We chose to focus on the simplest natural element of a landscape – a leaf, something that is natural, organic, sculptural, folding, undulating, sheltering and reaching dynamically for the light to inform the leaf canopy. Inspired by a simple leaf, the roof allows Northern light and winter sun through the space and onto the footpath, whilst the roof cantilevers over the street to enable a larger and more ambiguous arrival experience of inside and outside space – the main public visitor information space becomes part of the life of the street. The angles of the roof form together with high level clerestory glazing to allow the visitor to look up and out to the fascinating views available underside of the tree canopy.
This interpretation was important for us to produce a dynamic and sculptural roof form that seemingly rests over a building that celebrates glass as a material choice. This natural, organic form stretches up dynamically over the Visitor Information Centre and towards the light.
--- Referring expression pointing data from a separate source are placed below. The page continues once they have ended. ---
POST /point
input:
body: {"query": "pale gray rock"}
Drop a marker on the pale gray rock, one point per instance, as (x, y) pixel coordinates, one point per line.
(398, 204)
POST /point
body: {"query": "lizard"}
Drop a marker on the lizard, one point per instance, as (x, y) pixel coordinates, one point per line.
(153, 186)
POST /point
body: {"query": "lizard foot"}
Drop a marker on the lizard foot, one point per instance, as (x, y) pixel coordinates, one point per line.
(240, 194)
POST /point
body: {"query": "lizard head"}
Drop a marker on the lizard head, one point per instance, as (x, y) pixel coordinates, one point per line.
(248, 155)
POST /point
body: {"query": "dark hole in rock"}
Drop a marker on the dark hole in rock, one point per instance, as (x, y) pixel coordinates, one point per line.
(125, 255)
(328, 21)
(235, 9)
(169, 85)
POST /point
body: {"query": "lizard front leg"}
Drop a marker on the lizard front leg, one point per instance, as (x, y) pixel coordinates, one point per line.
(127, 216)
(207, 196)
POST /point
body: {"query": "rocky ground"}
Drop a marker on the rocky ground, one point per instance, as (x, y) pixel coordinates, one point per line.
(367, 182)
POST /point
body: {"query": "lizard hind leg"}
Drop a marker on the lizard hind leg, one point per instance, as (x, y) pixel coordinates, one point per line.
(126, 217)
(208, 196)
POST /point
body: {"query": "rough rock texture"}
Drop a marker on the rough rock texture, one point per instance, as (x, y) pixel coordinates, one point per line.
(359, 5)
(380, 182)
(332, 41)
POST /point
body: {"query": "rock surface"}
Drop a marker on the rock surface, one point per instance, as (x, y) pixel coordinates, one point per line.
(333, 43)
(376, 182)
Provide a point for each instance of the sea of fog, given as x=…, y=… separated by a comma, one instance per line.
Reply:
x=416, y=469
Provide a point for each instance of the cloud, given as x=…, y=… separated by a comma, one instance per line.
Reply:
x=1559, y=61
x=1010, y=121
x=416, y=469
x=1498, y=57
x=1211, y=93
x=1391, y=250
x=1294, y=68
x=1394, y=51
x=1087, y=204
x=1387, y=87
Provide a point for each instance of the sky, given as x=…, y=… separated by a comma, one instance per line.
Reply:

A recyclable steel and glass structure provide an open, free-flowing transparency to the built form, to be contrasted with the natural warmth of a sustainable material palette of recycled Australian hardwood joinery sourced from a demolished wool shed, plantation grown plywood and Queensland Spotted Gum hardwood timber work.
Inspired by the significant remnant vegetation located to the east of the proposed building footprint, this project gave Bark the positive opportunity to develop a scheme that demonstrates an inextricable link with the surrounding landscape. We are incredibly proud of the Noosa Visitor Information Centre as it has been recognised to define Noosa’s look and feel as a place, and has been highly awarded for doing so.